Die acht Ratsmitglieder aus der Gruppe der blockfreien Staaten drückten ihre »tiefe Besorgnis über den anhaltenden illegalen Siedlungsbau Israels« aus. Russland und China äusserten sich in separaten Erklärungen ähnlich. Die USA hingegen, die eine Israel-kritische Resolution mit ihrer Vetodrohung verhindert hatten, drehten den Spiess um: Das noch bis Jahresende von Hillary Clinton geleitete State Department erklärte, die USA seien von der Haltung der anderen Mitglieder des Sicherheitsrats »tief enttäuscht«. Deren Vorgehen ausserhalb eines Beschlusses des höchsten UNO-Organs gefährde die angestrebte Zwei-Staaten-Lösung im Nahostkonflikt.
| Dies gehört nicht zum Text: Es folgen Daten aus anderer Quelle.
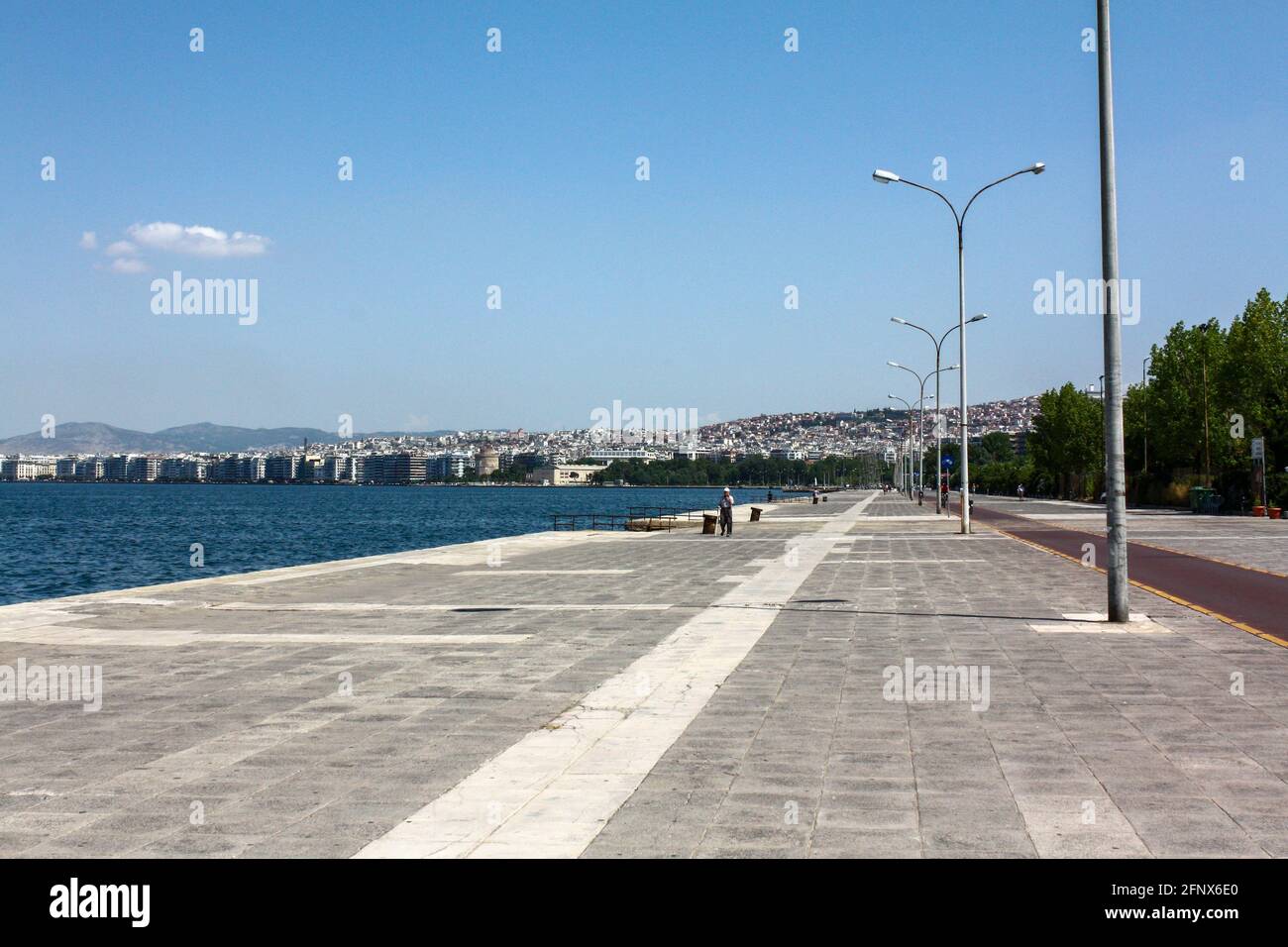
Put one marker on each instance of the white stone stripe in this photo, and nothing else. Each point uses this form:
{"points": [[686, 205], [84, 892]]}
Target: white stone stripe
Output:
{"points": [[550, 793], [168, 638], [501, 573], [464, 605]]}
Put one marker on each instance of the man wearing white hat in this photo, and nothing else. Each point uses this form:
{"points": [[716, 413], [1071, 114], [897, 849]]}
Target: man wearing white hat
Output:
{"points": [[726, 513]]}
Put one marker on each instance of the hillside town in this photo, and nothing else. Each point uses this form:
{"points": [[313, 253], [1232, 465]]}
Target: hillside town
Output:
{"points": [[555, 458]]}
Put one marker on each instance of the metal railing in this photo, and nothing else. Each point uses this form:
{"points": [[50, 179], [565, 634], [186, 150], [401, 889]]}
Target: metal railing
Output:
{"points": [[589, 521]]}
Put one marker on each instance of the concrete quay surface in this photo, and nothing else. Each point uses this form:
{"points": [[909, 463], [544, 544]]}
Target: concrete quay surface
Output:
{"points": [[850, 678]]}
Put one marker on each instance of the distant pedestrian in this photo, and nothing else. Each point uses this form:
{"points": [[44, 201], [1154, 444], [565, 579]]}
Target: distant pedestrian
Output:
{"points": [[726, 513]]}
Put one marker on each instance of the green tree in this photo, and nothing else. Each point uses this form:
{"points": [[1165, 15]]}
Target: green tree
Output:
{"points": [[1067, 442]]}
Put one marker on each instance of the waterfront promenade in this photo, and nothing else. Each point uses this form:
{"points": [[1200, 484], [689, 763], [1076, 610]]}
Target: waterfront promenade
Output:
{"points": [[664, 694]]}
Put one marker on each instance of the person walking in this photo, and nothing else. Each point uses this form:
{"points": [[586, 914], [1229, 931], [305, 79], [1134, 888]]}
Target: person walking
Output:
{"points": [[726, 513]]}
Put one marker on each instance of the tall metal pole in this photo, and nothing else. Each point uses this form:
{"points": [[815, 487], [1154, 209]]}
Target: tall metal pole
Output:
{"points": [[1116, 493], [961, 361], [1144, 407], [921, 442], [939, 445]]}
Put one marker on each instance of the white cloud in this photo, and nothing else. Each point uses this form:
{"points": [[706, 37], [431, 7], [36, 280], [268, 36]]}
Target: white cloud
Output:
{"points": [[196, 240], [128, 264]]}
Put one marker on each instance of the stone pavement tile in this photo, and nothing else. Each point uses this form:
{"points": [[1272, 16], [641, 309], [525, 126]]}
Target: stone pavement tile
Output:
{"points": [[1198, 832], [1269, 832], [872, 793], [837, 817], [947, 810], [864, 843], [194, 845], [88, 844], [16, 843], [782, 841], [978, 838]]}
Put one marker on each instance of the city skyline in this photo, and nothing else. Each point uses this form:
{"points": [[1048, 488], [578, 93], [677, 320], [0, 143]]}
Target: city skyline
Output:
{"points": [[518, 169]]}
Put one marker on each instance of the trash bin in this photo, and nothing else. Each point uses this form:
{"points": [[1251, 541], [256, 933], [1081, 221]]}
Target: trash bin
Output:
{"points": [[1198, 495]]}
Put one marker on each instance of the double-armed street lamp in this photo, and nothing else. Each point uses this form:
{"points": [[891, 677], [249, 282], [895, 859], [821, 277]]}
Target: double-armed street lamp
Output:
{"points": [[884, 176], [921, 415], [906, 468], [1144, 407], [939, 406]]}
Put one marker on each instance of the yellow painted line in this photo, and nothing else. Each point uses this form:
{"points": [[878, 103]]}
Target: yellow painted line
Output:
{"points": [[1210, 558], [1177, 599], [1154, 545]]}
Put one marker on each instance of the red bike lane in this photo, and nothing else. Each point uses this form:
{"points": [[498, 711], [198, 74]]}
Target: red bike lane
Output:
{"points": [[1249, 599]]}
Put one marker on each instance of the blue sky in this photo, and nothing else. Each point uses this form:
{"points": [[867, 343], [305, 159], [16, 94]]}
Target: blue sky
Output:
{"points": [[518, 170]]}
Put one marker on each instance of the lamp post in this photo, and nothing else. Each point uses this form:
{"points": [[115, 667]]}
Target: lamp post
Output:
{"points": [[1144, 407], [909, 438], [1116, 472], [938, 343], [1207, 449], [883, 176], [921, 416]]}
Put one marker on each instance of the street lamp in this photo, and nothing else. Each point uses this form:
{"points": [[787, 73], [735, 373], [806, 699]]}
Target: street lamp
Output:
{"points": [[883, 176], [938, 343], [1144, 407], [921, 415], [909, 438]]}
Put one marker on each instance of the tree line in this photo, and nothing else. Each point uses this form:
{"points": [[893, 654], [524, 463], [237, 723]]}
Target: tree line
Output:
{"points": [[1205, 393]]}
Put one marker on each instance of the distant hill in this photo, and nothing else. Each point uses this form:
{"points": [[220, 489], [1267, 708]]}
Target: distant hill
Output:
{"points": [[91, 437]]}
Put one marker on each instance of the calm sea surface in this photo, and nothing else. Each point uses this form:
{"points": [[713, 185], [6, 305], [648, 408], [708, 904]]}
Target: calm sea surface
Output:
{"points": [[65, 539]]}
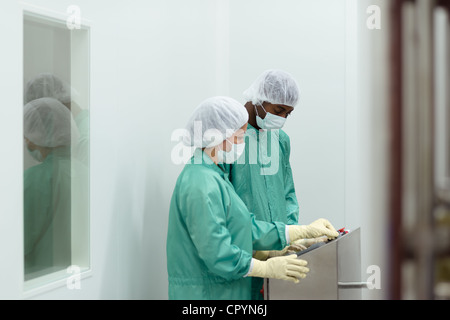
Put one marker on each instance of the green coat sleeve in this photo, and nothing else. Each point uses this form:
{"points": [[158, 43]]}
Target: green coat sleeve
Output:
{"points": [[207, 225], [268, 236], [292, 208]]}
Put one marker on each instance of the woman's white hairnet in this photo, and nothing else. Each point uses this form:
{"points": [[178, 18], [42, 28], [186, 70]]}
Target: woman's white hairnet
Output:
{"points": [[273, 86], [213, 121], [47, 85], [48, 123]]}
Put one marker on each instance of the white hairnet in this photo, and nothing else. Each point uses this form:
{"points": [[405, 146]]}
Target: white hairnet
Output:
{"points": [[213, 121], [47, 85], [48, 123], [273, 86]]}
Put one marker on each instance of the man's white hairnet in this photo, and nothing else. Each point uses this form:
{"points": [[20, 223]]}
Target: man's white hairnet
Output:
{"points": [[48, 123], [47, 85], [213, 121], [273, 86]]}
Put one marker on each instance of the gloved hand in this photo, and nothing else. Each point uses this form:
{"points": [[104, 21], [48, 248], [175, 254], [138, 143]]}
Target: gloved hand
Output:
{"points": [[284, 268], [320, 227], [292, 248], [306, 243]]}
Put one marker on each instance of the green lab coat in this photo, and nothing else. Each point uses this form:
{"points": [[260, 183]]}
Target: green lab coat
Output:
{"points": [[211, 235], [51, 194], [262, 177]]}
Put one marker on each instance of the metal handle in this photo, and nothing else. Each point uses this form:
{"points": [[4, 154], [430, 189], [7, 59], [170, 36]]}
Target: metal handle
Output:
{"points": [[353, 285]]}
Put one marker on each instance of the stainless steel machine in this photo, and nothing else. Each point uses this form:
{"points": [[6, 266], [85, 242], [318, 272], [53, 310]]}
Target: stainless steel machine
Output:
{"points": [[335, 273]]}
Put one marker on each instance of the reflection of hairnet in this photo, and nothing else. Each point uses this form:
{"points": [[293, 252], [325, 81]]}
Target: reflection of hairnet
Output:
{"points": [[215, 120], [47, 85], [48, 123], [273, 86]]}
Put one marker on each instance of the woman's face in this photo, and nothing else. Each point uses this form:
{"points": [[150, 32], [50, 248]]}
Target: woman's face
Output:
{"points": [[236, 138]]}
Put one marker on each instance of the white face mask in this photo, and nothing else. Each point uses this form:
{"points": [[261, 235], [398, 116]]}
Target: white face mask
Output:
{"points": [[36, 154], [270, 122], [231, 156]]}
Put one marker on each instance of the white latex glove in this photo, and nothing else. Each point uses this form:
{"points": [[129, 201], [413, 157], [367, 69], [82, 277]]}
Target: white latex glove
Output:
{"points": [[284, 268], [292, 248], [320, 227], [306, 243]]}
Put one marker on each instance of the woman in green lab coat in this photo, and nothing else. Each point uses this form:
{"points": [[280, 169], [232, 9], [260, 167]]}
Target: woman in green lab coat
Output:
{"points": [[48, 186], [211, 234]]}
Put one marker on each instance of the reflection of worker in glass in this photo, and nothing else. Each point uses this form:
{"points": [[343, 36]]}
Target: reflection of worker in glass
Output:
{"points": [[47, 85], [211, 233], [48, 132], [269, 194]]}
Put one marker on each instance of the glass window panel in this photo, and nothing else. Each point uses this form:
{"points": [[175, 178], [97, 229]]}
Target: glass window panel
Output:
{"points": [[56, 146]]}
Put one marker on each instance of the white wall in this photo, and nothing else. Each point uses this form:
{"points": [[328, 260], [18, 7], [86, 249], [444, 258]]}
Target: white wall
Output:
{"points": [[152, 62]]}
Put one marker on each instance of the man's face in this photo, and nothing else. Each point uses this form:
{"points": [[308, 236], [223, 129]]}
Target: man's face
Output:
{"points": [[276, 109]]}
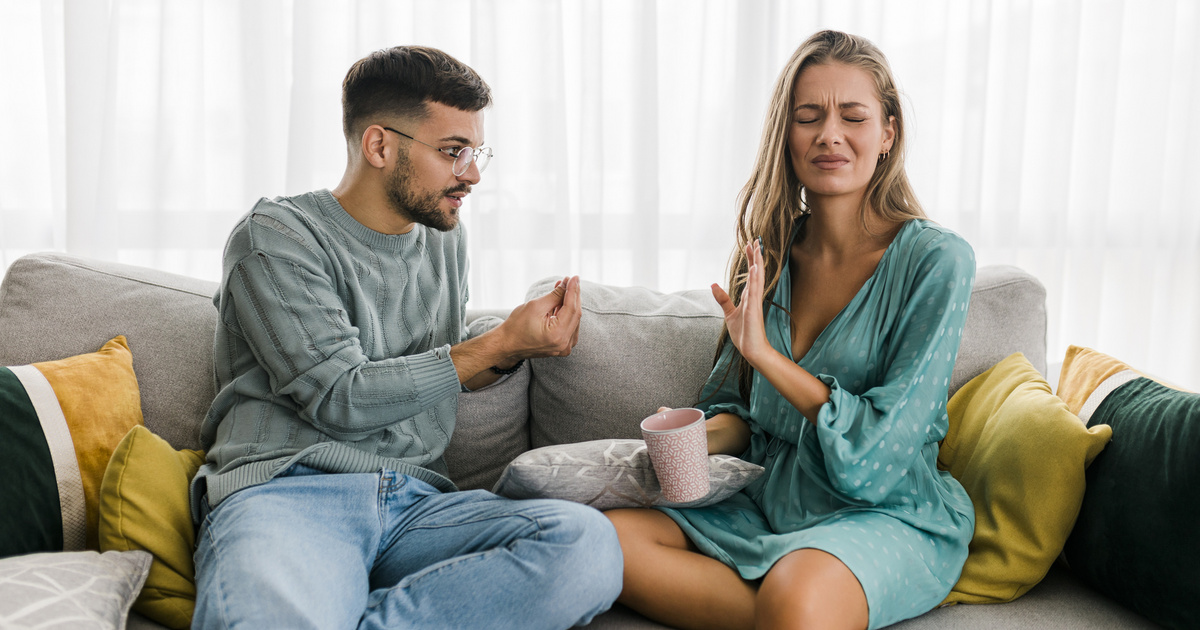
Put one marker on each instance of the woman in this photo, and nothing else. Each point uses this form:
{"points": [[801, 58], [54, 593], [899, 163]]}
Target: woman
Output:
{"points": [[832, 373]]}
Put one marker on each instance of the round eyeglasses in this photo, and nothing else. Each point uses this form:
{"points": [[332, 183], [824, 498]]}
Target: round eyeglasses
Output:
{"points": [[462, 156]]}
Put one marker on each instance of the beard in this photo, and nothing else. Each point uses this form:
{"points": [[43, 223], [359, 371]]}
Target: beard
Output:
{"points": [[420, 208]]}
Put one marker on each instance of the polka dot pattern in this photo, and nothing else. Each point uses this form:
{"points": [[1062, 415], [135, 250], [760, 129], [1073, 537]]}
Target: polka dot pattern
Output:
{"points": [[862, 483]]}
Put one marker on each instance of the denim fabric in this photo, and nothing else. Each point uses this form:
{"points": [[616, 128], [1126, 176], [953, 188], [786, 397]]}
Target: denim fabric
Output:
{"points": [[385, 550]]}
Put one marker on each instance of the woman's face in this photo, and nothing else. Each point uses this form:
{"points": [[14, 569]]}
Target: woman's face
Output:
{"points": [[838, 131]]}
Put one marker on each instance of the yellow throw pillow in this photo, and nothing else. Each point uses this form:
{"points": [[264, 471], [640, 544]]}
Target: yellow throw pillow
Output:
{"points": [[143, 505], [1021, 456], [59, 423]]}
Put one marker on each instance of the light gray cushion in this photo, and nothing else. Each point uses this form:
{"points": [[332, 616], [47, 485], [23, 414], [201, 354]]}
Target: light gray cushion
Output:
{"points": [[84, 589], [1007, 315], [55, 305], [639, 351], [612, 473]]}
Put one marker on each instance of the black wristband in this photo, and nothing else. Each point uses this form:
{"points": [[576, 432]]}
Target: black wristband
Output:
{"points": [[510, 370]]}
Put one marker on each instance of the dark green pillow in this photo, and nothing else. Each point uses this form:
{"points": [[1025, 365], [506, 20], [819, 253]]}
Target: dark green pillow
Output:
{"points": [[1137, 537]]}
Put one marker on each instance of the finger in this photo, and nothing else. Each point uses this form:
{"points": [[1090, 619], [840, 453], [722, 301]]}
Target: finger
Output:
{"points": [[723, 299], [573, 305]]}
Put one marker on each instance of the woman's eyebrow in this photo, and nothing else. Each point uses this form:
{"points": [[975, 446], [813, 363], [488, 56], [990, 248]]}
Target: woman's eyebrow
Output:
{"points": [[841, 106]]}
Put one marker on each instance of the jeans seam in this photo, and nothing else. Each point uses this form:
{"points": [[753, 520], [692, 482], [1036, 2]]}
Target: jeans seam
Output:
{"points": [[535, 522], [223, 607], [425, 573]]}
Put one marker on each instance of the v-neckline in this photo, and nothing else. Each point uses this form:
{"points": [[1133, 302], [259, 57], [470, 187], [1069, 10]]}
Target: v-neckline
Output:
{"points": [[857, 298]]}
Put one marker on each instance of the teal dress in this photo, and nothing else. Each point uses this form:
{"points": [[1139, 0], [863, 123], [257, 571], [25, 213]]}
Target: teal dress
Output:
{"points": [[863, 484]]}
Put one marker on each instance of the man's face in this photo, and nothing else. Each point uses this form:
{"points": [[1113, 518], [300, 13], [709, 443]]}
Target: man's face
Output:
{"points": [[423, 186]]}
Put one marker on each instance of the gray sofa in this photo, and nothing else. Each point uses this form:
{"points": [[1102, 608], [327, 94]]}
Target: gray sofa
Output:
{"points": [[637, 351]]}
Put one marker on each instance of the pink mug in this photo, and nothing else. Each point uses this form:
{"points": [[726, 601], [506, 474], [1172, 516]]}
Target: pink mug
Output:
{"points": [[678, 447]]}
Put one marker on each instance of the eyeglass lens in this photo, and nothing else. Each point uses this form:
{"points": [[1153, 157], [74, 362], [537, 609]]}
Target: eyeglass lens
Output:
{"points": [[467, 155]]}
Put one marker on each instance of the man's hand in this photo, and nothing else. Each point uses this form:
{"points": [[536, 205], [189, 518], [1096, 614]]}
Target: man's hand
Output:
{"points": [[543, 327], [546, 325]]}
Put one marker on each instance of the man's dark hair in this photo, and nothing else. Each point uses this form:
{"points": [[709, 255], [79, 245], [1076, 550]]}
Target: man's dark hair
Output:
{"points": [[399, 82]]}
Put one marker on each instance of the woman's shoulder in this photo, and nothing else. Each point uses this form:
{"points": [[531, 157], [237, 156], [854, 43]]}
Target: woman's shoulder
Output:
{"points": [[922, 238]]}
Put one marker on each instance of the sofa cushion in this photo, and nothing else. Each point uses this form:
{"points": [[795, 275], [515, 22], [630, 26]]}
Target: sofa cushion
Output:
{"points": [[59, 424], [612, 473], [143, 505], [1020, 454], [639, 351], [1135, 538], [1007, 315], [55, 305], [71, 589]]}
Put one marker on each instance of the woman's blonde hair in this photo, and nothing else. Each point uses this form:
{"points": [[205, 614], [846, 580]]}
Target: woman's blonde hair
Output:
{"points": [[773, 199]]}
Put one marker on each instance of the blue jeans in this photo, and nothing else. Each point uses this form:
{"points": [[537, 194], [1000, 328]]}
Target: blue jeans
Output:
{"points": [[384, 550]]}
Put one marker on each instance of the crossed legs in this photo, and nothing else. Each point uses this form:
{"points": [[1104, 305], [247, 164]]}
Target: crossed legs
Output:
{"points": [[666, 579]]}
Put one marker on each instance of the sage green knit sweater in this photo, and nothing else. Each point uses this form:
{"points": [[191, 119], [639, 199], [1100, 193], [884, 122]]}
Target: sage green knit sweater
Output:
{"points": [[333, 347]]}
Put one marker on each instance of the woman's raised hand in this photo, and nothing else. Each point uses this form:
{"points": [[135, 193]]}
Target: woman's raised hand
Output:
{"points": [[744, 321]]}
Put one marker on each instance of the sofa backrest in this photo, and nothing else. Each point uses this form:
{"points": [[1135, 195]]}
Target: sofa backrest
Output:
{"points": [[53, 306], [640, 349], [637, 349]]}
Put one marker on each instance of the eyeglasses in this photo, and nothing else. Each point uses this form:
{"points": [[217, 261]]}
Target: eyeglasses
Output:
{"points": [[462, 156]]}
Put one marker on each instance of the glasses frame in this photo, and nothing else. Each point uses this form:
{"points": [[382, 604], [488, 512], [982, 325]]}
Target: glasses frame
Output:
{"points": [[455, 154]]}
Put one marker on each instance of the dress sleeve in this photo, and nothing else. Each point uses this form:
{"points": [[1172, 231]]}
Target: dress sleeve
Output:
{"points": [[281, 299], [871, 441], [720, 391]]}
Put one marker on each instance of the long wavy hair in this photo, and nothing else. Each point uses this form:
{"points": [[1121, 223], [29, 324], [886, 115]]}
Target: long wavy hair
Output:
{"points": [[773, 199]]}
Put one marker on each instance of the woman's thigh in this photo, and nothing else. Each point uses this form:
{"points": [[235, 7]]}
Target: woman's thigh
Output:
{"points": [[669, 581], [811, 588]]}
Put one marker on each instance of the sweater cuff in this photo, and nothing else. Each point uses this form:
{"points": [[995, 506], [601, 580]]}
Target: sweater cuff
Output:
{"points": [[433, 376]]}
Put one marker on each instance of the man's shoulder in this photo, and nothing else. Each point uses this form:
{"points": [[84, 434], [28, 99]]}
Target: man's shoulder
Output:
{"points": [[283, 226]]}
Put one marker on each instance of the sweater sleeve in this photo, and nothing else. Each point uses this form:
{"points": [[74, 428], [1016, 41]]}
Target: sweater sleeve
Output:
{"points": [[870, 441], [281, 299]]}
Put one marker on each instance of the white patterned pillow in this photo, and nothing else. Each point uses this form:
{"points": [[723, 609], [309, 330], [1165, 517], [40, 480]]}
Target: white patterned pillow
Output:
{"points": [[82, 589], [611, 473]]}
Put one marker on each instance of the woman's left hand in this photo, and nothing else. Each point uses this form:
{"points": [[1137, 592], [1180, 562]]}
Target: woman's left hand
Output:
{"points": [[744, 319]]}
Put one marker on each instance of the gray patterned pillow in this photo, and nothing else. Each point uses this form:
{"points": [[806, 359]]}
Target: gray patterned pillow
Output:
{"points": [[71, 589], [611, 473]]}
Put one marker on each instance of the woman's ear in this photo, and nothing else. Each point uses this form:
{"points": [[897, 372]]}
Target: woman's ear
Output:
{"points": [[889, 133]]}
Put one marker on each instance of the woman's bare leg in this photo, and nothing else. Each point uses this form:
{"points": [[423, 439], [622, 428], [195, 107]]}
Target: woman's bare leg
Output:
{"points": [[669, 581], [810, 588]]}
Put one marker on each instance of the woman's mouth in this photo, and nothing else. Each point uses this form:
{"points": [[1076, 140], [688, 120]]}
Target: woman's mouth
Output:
{"points": [[829, 162]]}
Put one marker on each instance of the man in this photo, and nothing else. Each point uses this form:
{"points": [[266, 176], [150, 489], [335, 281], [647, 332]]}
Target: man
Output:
{"points": [[341, 348]]}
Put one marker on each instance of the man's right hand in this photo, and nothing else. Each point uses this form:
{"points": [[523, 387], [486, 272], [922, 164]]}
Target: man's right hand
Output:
{"points": [[544, 327], [547, 325]]}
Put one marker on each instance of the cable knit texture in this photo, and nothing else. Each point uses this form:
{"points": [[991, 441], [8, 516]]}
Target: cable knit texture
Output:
{"points": [[333, 347]]}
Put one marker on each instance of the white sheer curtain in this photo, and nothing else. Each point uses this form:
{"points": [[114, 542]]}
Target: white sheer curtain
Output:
{"points": [[1062, 137]]}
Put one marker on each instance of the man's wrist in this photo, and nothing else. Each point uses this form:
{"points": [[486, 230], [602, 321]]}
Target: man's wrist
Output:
{"points": [[501, 369]]}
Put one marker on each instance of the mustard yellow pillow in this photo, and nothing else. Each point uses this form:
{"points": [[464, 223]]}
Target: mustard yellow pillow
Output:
{"points": [[1021, 456], [143, 505], [59, 423]]}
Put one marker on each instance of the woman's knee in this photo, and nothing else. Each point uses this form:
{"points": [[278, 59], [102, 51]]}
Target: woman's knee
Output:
{"points": [[636, 527], [811, 588]]}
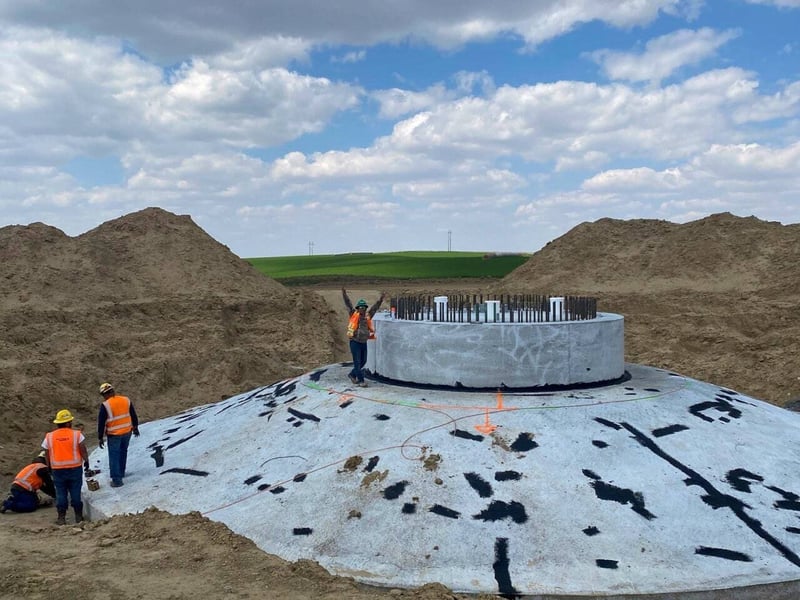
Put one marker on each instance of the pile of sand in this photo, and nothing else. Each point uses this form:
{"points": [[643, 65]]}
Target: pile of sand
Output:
{"points": [[149, 302], [715, 299]]}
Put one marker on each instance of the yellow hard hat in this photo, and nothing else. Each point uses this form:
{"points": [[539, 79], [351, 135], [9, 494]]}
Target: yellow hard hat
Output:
{"points": [[63, 416]]}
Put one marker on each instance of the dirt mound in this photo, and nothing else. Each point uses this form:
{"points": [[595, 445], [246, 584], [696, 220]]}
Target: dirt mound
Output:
{"points": [[714, 299], [150, 302], [721, 253], [144, 255]]}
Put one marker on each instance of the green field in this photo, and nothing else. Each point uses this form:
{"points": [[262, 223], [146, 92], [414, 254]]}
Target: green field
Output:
{"points": [[389, 265]]}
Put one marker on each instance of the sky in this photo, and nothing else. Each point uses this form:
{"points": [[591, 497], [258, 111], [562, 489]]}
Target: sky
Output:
{"points": [[304, 127]]}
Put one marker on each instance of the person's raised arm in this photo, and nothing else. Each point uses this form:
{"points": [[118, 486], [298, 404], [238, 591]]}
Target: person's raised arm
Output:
{"points": [[347, 302], [374, 308]]}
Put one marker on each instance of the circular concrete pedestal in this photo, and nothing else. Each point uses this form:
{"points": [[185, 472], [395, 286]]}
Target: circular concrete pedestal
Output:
{"points": [[498, 355]]}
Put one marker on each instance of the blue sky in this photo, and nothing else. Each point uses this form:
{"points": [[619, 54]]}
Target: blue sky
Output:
{"points": [[383, 126]]}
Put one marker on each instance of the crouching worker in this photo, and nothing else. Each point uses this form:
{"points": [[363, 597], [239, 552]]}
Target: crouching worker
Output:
{"points": [[29, 481], [66, 456]]}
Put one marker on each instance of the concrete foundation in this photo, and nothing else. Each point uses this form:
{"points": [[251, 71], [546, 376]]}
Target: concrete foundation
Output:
{"points": [[498, 355], [659, 487]]}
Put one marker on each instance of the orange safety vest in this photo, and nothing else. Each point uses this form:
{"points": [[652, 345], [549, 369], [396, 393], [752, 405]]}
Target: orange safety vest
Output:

5795 Wohnungen bewilligt oder ausgeschrieben
So deutlich ist die Isolierung Israels und der USA auf dem internationalen Parkett noch selten sichtbar geworden. Auch UNO-Generalsekretär Ban Ki-Moon schlug sich auf die Seite der erdrückenden Staatenmehrheit. »Ich fordere Israel auf, diesen gefährlichen Weg, der alle Aussichten auf einen Dialog und eine friedliche Zukunft untergräbt, nicht weiter zu gehen«, erklärte er. »Lasst uns den Friedensprozess wieder auf die Schiene zu bringen, bevor es zu spät ist.«
Benjamin Netanjahu und seine Koalitionspartner geben den neuen Siedlungsschub als Strafmassnahme gegen die Palästinenserführung wegen deren erfolgreichen Antrags bei der UNO-Generalversammlung auf Gewährung eines Beobachterstatus als Nichtmitgliedstaat aus. Im Laufe von vier Tagen haben die israelischen Behörden vergangene Woche den Bau von 5795 Wohnungen in den besetzten Gebieten bewilligt oder ausgeschrieben.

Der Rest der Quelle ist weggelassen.